Gatti fails to get to grips with this question — the closest he gets to addressing it is in the final line of his piece, where he argues, “Ferrante’s books’ sensational success made the search for her identity virtually inevitable.” This is true, but that in and of itself doesn’t justify joining the search: after all, if you notice someone walking down the street with a wallet hanging invitingly out of their back pocket, you’re not justified in stealing it just because someone else probably would have done so. (As the New Republic noted, “This is a shrug, not an argument.”)

There are very good reasons why a woman, in particular, might want to remain anonymous — one hopes that if nothing else, the NYRB‘s editors would have done due diligence to ensure that no such reason exists here, although given the perpetually hurried and underfunded state of journalism in 2016, I wouldn’t necessarily assume that was the case. But OK, let’s assume that Gatti and his editors have at least ensured that Ferrante’s safety wouldn’t be threatened by the revelation of her identity. They’re comfortable in the fact that they are ethically justified in publishing. Does that mean they go ahead and publish?

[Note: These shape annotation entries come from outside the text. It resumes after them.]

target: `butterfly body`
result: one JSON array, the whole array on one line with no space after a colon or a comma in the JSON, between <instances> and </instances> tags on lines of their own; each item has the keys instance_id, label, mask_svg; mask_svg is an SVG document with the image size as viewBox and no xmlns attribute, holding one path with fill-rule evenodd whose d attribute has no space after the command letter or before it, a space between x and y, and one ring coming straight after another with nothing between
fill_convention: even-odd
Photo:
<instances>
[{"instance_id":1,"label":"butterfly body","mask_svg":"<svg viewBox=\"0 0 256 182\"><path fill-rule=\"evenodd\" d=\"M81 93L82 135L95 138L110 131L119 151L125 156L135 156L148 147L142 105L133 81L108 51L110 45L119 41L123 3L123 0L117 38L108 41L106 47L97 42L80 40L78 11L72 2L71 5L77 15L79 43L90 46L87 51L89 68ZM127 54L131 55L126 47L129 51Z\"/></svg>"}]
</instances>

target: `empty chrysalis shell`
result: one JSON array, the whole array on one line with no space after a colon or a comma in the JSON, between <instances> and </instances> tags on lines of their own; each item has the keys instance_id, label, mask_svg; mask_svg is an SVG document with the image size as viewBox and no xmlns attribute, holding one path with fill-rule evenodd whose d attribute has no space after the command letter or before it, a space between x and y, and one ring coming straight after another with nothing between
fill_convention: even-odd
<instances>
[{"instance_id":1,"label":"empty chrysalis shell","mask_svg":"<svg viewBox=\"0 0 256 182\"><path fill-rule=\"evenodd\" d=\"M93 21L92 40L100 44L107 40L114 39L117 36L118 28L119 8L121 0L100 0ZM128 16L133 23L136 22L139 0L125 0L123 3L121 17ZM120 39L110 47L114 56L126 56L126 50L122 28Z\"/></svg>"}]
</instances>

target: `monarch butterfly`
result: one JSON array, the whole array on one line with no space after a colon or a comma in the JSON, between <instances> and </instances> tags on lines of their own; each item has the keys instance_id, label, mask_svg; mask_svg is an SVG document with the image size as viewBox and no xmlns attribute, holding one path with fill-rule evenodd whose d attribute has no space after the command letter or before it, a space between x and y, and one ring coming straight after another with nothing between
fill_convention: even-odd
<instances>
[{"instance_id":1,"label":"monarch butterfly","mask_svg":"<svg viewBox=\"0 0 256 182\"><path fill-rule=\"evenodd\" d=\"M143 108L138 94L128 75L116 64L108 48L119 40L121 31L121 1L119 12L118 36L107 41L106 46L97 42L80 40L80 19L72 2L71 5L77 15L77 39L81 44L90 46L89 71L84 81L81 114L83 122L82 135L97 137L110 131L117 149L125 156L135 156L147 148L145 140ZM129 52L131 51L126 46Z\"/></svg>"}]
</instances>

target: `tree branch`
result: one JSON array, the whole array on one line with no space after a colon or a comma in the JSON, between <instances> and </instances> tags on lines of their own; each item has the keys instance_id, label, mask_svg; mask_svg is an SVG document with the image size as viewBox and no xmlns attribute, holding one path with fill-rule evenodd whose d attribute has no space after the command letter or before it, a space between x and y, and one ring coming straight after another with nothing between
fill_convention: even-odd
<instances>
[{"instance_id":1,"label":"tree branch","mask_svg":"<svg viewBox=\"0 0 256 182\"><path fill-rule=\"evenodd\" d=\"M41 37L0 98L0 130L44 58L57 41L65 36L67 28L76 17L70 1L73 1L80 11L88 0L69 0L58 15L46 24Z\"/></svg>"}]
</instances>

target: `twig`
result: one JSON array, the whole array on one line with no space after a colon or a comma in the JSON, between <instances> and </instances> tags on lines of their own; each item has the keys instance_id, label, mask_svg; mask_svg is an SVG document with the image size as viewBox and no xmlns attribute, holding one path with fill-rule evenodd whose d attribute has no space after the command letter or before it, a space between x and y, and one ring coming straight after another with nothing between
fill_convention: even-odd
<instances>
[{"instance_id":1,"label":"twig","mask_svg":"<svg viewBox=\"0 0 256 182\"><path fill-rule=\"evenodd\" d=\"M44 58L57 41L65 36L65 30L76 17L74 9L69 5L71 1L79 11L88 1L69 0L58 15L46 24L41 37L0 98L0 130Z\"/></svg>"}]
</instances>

It’s easy for other editors to say that they wouldn’t have published this piece — in today’s cutthroat media environment, a scoop of this magnitude would be hard to turn down — but nevertheless, I’d like to think that Flavorwire wouldn’t have published this piece, had it been offered to us. As a society, we’re not particularly great at balancing our right to do something with our responsibility to consider whether doing that thing is an especially good idea. (Especially in this case, when Ferrante has already said that losing her anonymity might well mean she ceases writing altogether — are we really so collectively obsessed with celebrity that we’re more interested in making an unwilling celebrity out of a writer than in caring whether she may or may not continue to write?)

If nothing else, the unmasking of Elena Ferrante is a prime example of that fact. It’s in the interests of neither the public nor Ferrante herself — ultimately, it serves only to benefit Claudio Gatti and the magazine who published his piece. The rest of us already know everything we need to know about Ferrante: as our Jonathon Sturgeon wrote earlier this year, “We know the identity of Elena Ferrante. She’s the author of several novels that will outlast most of the others that you read.” That’s really all that matters.